The Chernobyl disaster in 1986 is considered the worst nuclear accident in history, but new evidence reveals that the damage was far greater than previously thought.
A new Sky TV documentary, Chernobyl: The Lost Tapes, exposes the grim injuries suffered by rescue workers and the horrific birth defects caused by radiation from the explosion of reactor No. 4 at the Chernobyl nuclear power plant,
According to official figures, two employees were killed in the initial explosion and 28 others died of acute radiation poisoning.
READ MORE: ‘Suicidal’ Russian Troops Disturb Radioactive Dust in Chernobyl’s ‘Red Forest’
But many more people are thought to have died from the direct effects of the disaster, with some estimates putting the death toll at 985,000.
The number of birth defects caused by the radioactive fallout plume that spread to Wales cannot be calculated.
Babies with patches of ‘shiny’ green skin are shown in the footage obtained by Sky, along with many others dying of incurable cancers which, before the Chernobyl accident, were thought to be incredibly rare.
The documentary also tells the stories of the incredible heroism of the rescue workers sent to deal with the initial explosion and fire.
Many of them were sent into the burning reactor building with little or no protective gear and many of them left horrific scars as a result.

(Picture: HBO)
Firefighter Leonid Shavrey told how his younger brother Petr was off duty when the alert was raised.
Petr didn’t have time to stop and pick up gear: “Protection didn’t matter, but time was essential to stop the flames from spreading,” Leonid said.
Petr helped guide the fire trucks around the site, clearing obstacles as they went.
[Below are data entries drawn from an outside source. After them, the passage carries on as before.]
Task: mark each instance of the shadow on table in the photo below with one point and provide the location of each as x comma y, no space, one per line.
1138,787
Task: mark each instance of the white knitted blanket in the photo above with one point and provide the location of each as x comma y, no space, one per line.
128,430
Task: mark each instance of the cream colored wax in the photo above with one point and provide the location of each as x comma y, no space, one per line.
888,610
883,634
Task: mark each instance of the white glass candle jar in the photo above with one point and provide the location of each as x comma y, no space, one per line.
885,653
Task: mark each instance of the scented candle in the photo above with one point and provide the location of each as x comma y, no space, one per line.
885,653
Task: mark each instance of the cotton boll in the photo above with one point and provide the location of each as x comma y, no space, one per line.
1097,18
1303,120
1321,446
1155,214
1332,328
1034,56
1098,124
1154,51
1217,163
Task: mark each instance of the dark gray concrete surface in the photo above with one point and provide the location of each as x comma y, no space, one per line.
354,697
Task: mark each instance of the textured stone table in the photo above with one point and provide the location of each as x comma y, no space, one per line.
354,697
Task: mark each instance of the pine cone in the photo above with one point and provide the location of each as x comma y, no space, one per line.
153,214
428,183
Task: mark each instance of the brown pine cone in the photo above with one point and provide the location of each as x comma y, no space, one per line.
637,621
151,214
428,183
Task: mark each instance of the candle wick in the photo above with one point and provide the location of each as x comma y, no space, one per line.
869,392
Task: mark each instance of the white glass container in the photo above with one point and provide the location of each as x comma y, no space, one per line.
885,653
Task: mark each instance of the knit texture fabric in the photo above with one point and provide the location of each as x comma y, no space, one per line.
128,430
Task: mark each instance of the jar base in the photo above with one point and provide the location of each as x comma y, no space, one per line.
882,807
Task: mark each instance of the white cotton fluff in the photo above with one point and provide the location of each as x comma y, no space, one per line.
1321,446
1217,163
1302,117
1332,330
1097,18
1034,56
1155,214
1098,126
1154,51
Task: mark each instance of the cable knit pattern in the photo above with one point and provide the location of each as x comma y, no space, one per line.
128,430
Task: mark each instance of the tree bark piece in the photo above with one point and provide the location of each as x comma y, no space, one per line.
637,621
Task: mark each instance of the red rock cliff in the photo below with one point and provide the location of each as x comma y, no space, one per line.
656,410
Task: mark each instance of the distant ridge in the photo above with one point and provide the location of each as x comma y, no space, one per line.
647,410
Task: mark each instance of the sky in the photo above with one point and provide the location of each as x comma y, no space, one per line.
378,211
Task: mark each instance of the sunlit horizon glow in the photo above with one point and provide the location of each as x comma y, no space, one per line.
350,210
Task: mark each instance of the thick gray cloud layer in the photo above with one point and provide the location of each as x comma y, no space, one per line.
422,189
At one point Petr picked up a small metal object that was blocking a road and the skin on his palms peeled off.
Leonid says it was unsafe to use water on the fire because of the danger of the exposed electrical cables, and so instead they fought the fire by throwing sand on it and beating the flames with their canvas pipes.
He says the conditions were impossible: “At the slightest increase in temperature, the bitumen immediately caught fire. If you stepped on it, you couldn’t put one foot in front of the other, it would tear your boots off”.

Deadly radioactive isotopes such as cesium-137, iodine-131 and strontium-90 in the air.Some 600 Soviet pilots risked dangerously high levels of radiation to fly thousands of flights over the reactor n ° 4 in an effort to seal off the source of the toxic cloud.
Shocking footage of an Mi-8′ helicopter crashing into the burning reactor only emerged after the collapse of the Soviet Union in 1991, and high-resolution video of the incident is shown in the documentary for the first time.
The Ukrainian government continues to pay benefits to tens of thousands of dependents of men who died in the Chernobyl disaster.

In recent months, Russian troops have again occupied the decommissioned reactor site, their heavy equipment churning up the still radioactive soil of the so-called “Red Forest”.
Dozens, perhaps hundreds, of them have been hospitalized due to exposure to Chernobyl’s radioactive dirt and dust.
36 years later, the grim toll of the disaster continues to rise.